Siyaset

Bunun adı Orman İstismarıdır

CHP Zonguldak Milletvekili Eylem Ertuğrul, Akçakoca’da yapılan ağaç katliamıyla Bakanlığa soru önergesi verdi.

CHP Zonguldak Milletvekili Eylem Ertuğrul, geçtiğimiz hafta sonu Düzce Akçakoca Göktepe Köyü’nde dere ıslah çalışmaları kapsamında başlatılan izinsiz ağaç kesim faaliyetleri için “Batı Karadenizimizin ormanı, doğal güzellikleri ve tarihi dokusuyla bilinen komşu ilçemiz Akçakoca Göktepe Köyü’nde ağaç katliamı yapılıyor. İzinsiz ağaç kesiliyor. Memleketin her yeri talan edilirken kaybedecek tek bir ağacımız dahi yok!” diyerek tepki gösterdi. 

2019 yılında sel felaketinden etkilenen bölgelerimizden biri de Akçakoca olmuştu. Bu dönemde burada bulunan Sarma Deresi ıslah çalışmaları kapsamında bazı ağaçların kesimine izin verilmişti ancak geçen yıl Temmuz ayında yöre halkının karşı çıkmasıyla bu kesim işlemi durduruldu. Burada Peker isimli bir firma var ıslah çalışması için kendisine yetki verilmiş ancak bu yetki dere kenarından yalnızca 3 metre sağdan ve 3 metre soldan ağaç kesimi olacak şekilde verilmiş. Firma bu sınırları ihlal ederek 20-30 metrelere kadar ilerliyor ve orman varlığına ciddi şekilde zarar veriyor. Bu durumu köy halkı fark ediyor ve şikayetçi oluyor.
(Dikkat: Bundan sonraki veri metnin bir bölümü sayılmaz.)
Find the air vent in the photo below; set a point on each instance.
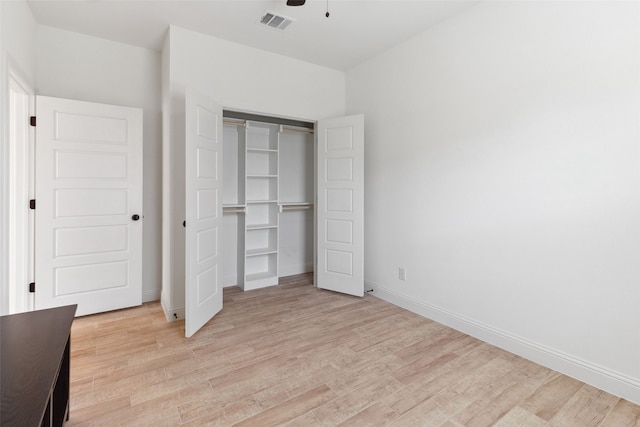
(274, 20)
Firmanın araçları kontrol edildiğinde kaçak ağaç kesimi yaptığı ortaya çıkıyor ve idari para cezası uygulanıyor. 

BUNUN ADI ORMAN İSTİSMARIDIR!

Bu ekosistem öyle kolay kolay telafi edilecek bir şey değildir. Bu tür işlere izin veriliyor izin verilirken de kesilecek ormanların yerine fidan dikileceği belirtiliyor. İstediğiniz kadar fidan dikin 500 yılda oluşmuş bir ormanı yok edip sonra bu ormanın işlevlerini geri getiremezsiniz. Yöre halkının geçimini sağladığı, hayvanların barındığı bir ekosistemi katledip yerine beton döküp insanları kaderlerine terk ediyorsunuz. Bunun adı orman istismarıdır, doğa katliamıdır. Geçen yıl Zonguldak Devrek ve Alaplı bölgemizde yine Akçakoca Kaplandede Dağı’nda köylülerimiz yine ormanlarına sahip çıktı. Verilen maden arama izinleri neticesinde gerçekleştirilecek vahşi madencilik faaliyetlerinin durdurulması için ağaçlarına sahip çıkmak için ayaklandı biz de oradaydık destek olduk. Onun öncesinde Muğla Akbelen Ormanlarında aynı şey yapıldı. Bugün Bursa’dan bir haber var. Amerikan Cargill firmasının birinci sınıf tarım arazisi üzerine hukuksuz biçimde kurduğu fabrikayla ilgili. Yine Muğla Akyaka’da orman kampı işletmesinin genişletilmesi bahanesiyle toprağa beton döküyorlar. Kanal İstanbul projesi denilen projeyle İstanbul’u binlerce yıllık tarihinde eşi benzeri görülmemiş bir tehlikeyle karşı karşıya getiriyor. Sadece İstanbul da değil, Marmara Denizi’nde Karadeniz’de geri dönüşü mümkün olmayan tahribatlara yol açacak. Hatay Samandağ’da durum aynı. Hassa’dan Samandağ’a kadar her ilçemizde, Serinyol’dan Mağaracık’a kadar her mahallemizde binlerce ağaç kesiliyor.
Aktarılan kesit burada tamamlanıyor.